First and foremost, the overarching theme of President-elect Trump's administration will be one of more military spending. In Philadelphia, Trump blasted Congress and the Obama administration for cutting 10% from the defense budget "even though it makes up only one-sixth of the budget."
That "only" suggests Trump thinks one-sixth of the budget is a proportion that should be bigger. As for how much bigger, well, as a first step, Trump says he will "ask Congress to fully eliminate the defense sequester," which implies increasing defense spending by roughly 10% right off the bat.
At the same time, this money will not come with strings unattached. Trump has gone on record blasting Lockheed Martin's (LMT 0.37%) F-35 stealth fighter jet as "not very good," suggesting that if the plane "cannot perform as well as the planes we already have," then he might not buy it at all.

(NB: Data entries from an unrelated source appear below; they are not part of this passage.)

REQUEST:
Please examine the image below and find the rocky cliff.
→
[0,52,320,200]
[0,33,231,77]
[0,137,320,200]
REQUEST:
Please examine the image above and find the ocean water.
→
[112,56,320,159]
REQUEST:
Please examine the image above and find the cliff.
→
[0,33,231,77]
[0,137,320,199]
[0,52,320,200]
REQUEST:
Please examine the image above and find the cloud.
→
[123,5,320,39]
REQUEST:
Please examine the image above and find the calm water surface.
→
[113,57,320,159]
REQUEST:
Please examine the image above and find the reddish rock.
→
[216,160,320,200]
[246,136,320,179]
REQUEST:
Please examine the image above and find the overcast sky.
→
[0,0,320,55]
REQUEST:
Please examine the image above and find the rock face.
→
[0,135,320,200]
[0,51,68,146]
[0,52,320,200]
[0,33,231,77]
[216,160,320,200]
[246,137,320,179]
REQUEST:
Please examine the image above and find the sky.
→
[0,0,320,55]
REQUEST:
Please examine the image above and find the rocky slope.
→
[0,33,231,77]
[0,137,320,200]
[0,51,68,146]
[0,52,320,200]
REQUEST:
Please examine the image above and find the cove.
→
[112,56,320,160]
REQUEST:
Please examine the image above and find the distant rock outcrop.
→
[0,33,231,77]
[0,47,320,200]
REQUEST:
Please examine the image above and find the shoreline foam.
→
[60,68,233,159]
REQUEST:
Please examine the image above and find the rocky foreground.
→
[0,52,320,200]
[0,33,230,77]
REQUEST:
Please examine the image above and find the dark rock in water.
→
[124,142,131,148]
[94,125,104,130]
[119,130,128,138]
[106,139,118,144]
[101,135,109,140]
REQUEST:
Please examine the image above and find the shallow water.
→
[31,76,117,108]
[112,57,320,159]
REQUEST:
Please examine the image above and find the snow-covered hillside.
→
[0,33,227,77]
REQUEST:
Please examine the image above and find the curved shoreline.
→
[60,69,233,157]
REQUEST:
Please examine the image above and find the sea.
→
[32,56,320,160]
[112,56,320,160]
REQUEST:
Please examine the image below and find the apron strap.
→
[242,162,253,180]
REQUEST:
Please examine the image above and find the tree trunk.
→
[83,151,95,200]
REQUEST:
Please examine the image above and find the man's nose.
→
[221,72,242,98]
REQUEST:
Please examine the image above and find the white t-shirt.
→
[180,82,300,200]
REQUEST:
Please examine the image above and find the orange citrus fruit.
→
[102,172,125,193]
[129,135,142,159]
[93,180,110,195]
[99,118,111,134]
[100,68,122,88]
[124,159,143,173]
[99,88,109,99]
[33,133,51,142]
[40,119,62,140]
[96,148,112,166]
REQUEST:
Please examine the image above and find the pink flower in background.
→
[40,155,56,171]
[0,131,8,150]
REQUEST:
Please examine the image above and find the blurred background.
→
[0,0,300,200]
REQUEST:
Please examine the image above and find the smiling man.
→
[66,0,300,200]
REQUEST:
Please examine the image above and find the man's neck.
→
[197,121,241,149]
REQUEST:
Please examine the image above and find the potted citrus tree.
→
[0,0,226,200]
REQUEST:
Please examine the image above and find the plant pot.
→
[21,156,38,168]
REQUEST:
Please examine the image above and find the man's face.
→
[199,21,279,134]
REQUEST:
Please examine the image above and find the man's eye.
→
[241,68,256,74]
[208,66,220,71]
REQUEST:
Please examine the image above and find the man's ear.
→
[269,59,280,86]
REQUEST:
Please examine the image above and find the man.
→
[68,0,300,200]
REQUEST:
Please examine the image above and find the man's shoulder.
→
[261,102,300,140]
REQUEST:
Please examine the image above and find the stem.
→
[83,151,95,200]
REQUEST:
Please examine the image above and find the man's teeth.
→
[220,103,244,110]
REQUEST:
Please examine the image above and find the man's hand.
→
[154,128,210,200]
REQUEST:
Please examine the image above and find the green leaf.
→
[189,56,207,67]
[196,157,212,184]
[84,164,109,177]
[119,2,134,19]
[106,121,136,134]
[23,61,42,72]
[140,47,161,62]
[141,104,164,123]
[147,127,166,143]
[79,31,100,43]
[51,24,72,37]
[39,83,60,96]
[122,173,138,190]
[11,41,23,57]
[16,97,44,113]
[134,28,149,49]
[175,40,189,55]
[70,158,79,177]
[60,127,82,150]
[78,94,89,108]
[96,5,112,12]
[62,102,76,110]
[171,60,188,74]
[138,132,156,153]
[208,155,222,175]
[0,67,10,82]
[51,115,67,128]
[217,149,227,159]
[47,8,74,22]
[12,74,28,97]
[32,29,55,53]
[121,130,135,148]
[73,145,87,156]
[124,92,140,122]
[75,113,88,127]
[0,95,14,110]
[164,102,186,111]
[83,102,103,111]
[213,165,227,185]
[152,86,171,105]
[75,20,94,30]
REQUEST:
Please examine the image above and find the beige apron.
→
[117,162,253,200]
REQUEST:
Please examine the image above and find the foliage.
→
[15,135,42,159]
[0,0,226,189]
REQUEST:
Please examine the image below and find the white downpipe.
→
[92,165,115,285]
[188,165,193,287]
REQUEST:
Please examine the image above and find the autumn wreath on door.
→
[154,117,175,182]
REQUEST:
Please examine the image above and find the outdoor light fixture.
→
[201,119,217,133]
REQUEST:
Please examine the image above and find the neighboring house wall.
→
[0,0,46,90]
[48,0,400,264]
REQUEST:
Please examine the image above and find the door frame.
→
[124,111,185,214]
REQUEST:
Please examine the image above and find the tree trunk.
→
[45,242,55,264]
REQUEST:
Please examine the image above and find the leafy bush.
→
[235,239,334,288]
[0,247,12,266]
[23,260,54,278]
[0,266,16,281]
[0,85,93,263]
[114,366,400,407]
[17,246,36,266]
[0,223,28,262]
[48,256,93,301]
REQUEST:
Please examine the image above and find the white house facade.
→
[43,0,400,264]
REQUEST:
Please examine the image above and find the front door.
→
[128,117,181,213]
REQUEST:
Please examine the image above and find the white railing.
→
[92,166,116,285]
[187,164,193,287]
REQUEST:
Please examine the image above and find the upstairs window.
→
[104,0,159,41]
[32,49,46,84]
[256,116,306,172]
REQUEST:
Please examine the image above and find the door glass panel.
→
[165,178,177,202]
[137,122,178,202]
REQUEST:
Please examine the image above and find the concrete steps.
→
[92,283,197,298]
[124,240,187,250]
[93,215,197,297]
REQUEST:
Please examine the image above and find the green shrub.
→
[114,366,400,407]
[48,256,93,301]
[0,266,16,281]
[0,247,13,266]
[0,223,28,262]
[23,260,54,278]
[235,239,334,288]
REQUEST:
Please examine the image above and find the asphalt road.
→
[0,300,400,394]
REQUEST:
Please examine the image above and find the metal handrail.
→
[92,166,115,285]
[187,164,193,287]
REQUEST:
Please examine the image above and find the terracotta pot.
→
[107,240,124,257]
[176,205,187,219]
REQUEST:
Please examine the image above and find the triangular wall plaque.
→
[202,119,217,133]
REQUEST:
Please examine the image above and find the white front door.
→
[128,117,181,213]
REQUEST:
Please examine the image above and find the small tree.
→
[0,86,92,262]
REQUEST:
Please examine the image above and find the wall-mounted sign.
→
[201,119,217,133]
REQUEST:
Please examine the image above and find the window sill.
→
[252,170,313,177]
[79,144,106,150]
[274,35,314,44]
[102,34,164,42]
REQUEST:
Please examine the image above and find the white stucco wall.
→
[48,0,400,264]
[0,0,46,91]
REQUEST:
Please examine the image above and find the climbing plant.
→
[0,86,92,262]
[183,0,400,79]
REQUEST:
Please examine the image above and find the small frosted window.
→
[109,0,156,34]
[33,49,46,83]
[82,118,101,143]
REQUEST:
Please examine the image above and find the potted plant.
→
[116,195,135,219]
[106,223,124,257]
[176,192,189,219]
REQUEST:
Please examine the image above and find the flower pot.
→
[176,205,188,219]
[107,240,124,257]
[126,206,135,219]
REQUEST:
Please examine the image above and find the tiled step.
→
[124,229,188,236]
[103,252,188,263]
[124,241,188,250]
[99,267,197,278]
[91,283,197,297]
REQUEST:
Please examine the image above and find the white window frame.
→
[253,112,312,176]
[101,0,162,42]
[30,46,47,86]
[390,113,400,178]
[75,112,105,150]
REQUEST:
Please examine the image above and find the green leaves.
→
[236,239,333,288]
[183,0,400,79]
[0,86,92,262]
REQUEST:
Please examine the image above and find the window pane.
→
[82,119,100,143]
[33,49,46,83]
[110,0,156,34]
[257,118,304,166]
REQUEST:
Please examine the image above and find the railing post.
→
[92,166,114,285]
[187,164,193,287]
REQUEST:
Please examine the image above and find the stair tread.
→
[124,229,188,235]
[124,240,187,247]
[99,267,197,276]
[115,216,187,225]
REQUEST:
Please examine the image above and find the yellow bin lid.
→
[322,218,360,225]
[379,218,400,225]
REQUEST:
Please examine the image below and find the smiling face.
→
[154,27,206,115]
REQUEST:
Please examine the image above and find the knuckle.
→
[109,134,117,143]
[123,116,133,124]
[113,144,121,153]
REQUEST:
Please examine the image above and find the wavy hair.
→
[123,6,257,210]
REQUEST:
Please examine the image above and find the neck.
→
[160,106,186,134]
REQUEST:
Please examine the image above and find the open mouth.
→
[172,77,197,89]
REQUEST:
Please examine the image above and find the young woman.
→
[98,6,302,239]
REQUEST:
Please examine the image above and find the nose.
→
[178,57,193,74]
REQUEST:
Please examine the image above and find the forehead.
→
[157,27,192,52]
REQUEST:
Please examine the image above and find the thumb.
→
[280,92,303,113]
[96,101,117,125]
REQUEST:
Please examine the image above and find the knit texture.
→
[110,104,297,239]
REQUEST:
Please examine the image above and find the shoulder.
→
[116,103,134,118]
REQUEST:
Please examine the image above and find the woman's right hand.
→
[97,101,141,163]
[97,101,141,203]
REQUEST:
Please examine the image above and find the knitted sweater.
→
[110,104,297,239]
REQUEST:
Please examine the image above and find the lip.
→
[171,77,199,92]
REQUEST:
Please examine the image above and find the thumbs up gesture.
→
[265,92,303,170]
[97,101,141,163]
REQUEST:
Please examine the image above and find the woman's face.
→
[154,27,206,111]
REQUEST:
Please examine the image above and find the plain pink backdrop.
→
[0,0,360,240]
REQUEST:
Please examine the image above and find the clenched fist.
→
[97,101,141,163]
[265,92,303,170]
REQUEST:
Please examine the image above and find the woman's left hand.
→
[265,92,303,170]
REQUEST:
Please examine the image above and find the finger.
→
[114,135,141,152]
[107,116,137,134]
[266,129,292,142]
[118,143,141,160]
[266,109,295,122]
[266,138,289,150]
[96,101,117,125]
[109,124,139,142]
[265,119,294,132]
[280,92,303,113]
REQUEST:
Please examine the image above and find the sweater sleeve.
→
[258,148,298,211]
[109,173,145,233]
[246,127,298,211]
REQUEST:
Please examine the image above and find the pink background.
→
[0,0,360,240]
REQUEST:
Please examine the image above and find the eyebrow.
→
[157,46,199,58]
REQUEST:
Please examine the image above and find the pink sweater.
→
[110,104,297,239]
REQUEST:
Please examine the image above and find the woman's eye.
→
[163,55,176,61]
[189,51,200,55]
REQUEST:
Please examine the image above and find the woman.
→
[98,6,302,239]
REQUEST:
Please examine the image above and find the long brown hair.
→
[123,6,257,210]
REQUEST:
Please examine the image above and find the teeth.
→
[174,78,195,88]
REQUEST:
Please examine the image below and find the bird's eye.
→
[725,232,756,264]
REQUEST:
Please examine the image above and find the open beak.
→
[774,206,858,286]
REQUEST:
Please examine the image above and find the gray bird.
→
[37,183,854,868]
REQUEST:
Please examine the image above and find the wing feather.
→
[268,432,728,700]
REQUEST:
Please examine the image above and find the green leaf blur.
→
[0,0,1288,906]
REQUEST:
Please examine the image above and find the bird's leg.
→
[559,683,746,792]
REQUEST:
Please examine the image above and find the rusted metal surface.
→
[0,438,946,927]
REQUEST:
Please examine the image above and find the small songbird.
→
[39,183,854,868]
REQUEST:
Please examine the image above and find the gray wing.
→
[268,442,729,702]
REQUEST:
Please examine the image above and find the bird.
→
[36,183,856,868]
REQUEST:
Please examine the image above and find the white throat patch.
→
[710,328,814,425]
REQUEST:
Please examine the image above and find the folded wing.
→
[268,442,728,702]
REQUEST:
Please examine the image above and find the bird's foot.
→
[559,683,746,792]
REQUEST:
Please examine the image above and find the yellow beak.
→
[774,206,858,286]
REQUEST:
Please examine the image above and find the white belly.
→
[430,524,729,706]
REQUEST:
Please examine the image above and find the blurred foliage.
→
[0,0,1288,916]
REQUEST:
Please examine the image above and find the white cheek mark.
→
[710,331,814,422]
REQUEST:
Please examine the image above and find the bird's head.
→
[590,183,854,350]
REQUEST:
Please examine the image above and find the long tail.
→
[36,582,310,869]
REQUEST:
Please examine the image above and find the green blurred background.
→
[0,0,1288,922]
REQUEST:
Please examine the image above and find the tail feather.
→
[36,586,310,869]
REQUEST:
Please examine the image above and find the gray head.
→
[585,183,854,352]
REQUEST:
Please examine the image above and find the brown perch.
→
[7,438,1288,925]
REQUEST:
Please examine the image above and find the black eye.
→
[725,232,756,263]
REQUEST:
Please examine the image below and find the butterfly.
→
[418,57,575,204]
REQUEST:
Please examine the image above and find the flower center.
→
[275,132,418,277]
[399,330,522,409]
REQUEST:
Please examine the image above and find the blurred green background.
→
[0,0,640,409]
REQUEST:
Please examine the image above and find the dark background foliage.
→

This and similar "common-sense reforms," as he calls them, suggest that despite spending more money on defense in aggregate, individual defense programs that benefit specific defense stocks might still suffer as Trump moves to "eliminate government waste."
More troops and equipment
Citing statistics that he says show the U.S. has (a) "the smallest Army since 1940," (b) the smallest Navy "since 1915," and (c) "the smallest Air Force since 1947," President-elect Trump promised to grow the Air Force roughly 8% in size, to "at least 1,200 fighter aircraft," the Army 10% in size, to "around 540,000" troops, and the Navy 27%, to a fleet of "350 surface ships and submarines." Such moves promise to be heavily hardware intensive and lucrative to companies such as Boeing (BA 0.97%), which build F-15 and F/A-18 fighter jets for the Air Force; to General Dynamics (GD 1.10%) and Huntington Ingalls (HII 0.73%), the nation's largest builders of military warships; and to Lockheed Martin, which builds both fighter jets and warships.
The U.S. Marine Corps, and companies such as General Dynamics that supply it, could benefit most of all from a Trump administration. The President-elect says he will grow it by more than 50% to "36 battalions."
At the same time, lower-profile branches of the Defense Department, such as the U.S. Missile Defense Agency and its key contractors, Raytheon (RTN) and Lockheed, stand to benefit from Trump promises "to rebuild the key tools of missile defense." Thus, while Lockheed Martin might lose business if the President-elect decides to cut the F-35 program short (and even that is not certain), there's still the potential for Lockheed to make up such revenues in other programs such as missile defense, as defense spending continues to grow in the aggregate.
The upshot for investors
Incidentally, this latter promise also offers the potential to benefit naval shipbuilders General Dynamics and Huntington Ingalls, as Trump singled out these companies' Ticonderoga-class cruisers as key elements of the U.S. missile defense system. At a cost of $220 million to modernize each cruiser, and there are 22 of them, Trump admits this single project could cost taxpayers nearly $5 billion. And it's just one element of one program that Trump aims to expand. So to sum up, there's going to be a lot of military investment on the table under a Trump administration, and a lot of money to be made by investors who buy these stocks early enough.
Will the investment be worth it? Ultimately, Trump says his goal is to "make our military so big, so strong, and so great, so powerful that we're never going to have to use it." So maybe, just maybe, it really will be worth it.